Ruidoso needs to pass and implement an ordinance with more permanent water conservation

measures and fewer or no exemptions, in conjunction with a water conservation public

education campaign that targets both local residents and tourists.

Although the Village does not currently reuse water, it commissioned the preparation of a study

that evaluates the feasibility of treating and reclaiming wastewater effluent for indirect potable

reuse (LA and JSAI, 2006). The feasibility study evaluates the potential for irrigating the Links,

Cree Meadows, and Innsbrook golf courses, as well as the high school track and field area and

other uses, using reuse water. Each of these areas is currently irrigated using wells dedicated

to this purpose, but if they were to transition over to watering with reuse water, the water from

their wells could potentially be used by the Village. The feasibility study estimates that indirect



potable reuse could provide 1,000 to 4,000 acre-feet of water each year (LA and JSAI, 2006),

thus freeing up that amount for other uses. The Village plans to put a request for reuse project

funding in its Infrastructure Capitol Improvements Plan this year, although funding for this

project is not guaranteed. The Village estimates that it will need $5 million to bring reuse online

at the Links golf course (Mosley, 2007).

Overall, Village water department staff feel that Ruidoso residents are resistant to water

conservation, and they seem to prefer to pay the fees or fines they are issued rather than

conserve water (Village of Ruidoso, 2006). Water department personnel suggested that fines

be added to water bills rather than going through the courts (Village of Ruidoso, 2006).

7. Leaks and Leak Detection

The Village water system includes 44 pressure zones, with pressures ranging from 30 to 260

pounds per square inch (psi). Leaks are not readily identified due to the geology of the area,

and losses due to leaks are expected to be significant due to the high pressures in the system.

High pressure can lead to higher leak rates and also higher break rates, and the longer a leak

goes undetected, the more damage it can cause. A set of studies referenced by Mays showed

a 6 percent reduction in water use following a 30-psi reduction in pressure (Mays, 2000).
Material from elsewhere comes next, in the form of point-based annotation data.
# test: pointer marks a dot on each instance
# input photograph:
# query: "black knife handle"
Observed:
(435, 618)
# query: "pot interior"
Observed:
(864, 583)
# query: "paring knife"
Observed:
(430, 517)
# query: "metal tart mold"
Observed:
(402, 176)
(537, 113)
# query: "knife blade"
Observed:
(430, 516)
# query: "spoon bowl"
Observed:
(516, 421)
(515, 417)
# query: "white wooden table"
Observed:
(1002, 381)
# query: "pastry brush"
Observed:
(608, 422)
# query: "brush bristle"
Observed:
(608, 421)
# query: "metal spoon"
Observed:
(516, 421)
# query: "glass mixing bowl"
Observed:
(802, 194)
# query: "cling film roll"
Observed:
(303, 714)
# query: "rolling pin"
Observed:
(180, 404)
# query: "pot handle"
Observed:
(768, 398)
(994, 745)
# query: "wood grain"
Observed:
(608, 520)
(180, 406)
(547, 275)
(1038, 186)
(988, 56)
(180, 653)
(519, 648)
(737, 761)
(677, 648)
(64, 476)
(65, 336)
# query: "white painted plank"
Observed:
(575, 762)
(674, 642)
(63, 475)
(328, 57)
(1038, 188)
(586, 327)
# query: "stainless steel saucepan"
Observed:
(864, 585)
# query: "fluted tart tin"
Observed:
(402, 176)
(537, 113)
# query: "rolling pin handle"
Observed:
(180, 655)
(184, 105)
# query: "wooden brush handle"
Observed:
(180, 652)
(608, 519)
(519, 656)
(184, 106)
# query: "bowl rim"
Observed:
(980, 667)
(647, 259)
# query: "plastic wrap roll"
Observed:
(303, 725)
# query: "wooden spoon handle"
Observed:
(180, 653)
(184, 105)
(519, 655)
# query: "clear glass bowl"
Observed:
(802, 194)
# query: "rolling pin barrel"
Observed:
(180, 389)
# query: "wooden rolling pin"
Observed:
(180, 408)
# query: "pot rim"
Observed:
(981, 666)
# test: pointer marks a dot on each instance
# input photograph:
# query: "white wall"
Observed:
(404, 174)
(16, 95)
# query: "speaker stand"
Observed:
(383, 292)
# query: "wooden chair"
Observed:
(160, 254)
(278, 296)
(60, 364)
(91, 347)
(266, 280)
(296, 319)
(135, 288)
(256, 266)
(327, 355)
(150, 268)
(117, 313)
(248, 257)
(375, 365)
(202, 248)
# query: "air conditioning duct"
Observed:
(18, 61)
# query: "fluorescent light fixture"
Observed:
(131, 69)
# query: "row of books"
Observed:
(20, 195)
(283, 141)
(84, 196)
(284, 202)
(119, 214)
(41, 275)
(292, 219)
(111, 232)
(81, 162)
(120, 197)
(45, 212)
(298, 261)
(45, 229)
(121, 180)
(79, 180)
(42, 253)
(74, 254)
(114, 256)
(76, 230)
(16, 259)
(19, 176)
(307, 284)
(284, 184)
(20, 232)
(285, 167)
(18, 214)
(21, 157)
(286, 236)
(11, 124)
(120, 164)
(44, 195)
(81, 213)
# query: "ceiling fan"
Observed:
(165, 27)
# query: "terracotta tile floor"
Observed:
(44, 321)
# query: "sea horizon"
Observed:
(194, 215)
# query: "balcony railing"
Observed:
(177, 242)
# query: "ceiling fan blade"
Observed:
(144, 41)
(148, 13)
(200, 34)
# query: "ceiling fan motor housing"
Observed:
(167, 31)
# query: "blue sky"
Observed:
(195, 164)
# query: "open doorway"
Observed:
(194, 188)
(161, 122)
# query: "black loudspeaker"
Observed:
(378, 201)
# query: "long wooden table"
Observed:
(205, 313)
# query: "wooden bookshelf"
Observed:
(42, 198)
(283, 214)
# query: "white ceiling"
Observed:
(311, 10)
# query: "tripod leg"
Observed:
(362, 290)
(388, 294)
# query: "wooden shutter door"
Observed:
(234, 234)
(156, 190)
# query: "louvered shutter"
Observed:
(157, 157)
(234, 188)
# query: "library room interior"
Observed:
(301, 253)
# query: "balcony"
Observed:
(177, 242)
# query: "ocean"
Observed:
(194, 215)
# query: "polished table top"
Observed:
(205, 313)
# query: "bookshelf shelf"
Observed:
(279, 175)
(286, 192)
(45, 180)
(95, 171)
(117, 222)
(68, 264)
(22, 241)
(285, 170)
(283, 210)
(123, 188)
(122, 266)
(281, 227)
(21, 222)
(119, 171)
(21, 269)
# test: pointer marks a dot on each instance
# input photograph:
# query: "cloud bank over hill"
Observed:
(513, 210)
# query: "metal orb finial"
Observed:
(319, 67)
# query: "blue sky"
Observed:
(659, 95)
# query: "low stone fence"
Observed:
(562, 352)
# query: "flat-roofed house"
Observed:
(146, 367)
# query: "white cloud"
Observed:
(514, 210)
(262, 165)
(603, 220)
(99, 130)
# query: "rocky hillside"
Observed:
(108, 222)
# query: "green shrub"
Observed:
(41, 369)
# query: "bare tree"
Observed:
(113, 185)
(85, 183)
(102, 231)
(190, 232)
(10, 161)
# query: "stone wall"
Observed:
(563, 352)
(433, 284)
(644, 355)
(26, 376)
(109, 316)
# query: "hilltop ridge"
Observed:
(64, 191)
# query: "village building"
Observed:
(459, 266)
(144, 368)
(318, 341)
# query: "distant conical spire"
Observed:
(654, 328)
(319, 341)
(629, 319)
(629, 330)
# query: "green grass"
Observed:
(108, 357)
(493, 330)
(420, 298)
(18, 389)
Unfortunately, reducing pressure may not be practical in the Village due to the differing

elevations of the areas served.

Multiple methods of leak detection exist, including buying acoustical leak detection equipment

and having Village personnel trained to use it, or hiring an independent company to conduct

leak detection surveys. Leak detection and repair can save large volumes of water, as

evidenced by projects performed in multiple municipalities. For example, Permalog automated

leak surveying systems have been used for leak detection surveys in Las Vegas, Nevada, and

Hilo, Hawaii, and El Paso, Texas (McGee, 2006):

• The Las Vegas Valley Water District (LVVWD) in Nevada monitors about half of their

system using an underground sounding (Permalog) system. The LVVWD installed

8,000 leak detection units along 34 routes at an initial cost of $2.15 million with an



annual operation and maintenance cost of $626,000. Between January 2004 and

December 2005, the LVVWD identified 540 leaks from service lines, lines on private

property, fire hydrants, meters, valves, and mains. They estimate that 286.4 acre-feet of

water was lost due to these leaks and that the total replacement cost for the lost water

was $1,291,500 (Jones, 2006).

• The Hawaii County Department of Water Supply had 49 percent non-revenue water and

was losing an estimated $73,500 per month in electricity due to the volume of non-

revenue water. Since the Department had their Permalog system installed in Hilo,

Hawaii, 251 leaks have been identified and repaired, reducing non-revenue water to 29

percent and saving more than $30,000 per month on electricity. The department plans

to expand the survey into other areas not previously covered (Armstrong, 2006).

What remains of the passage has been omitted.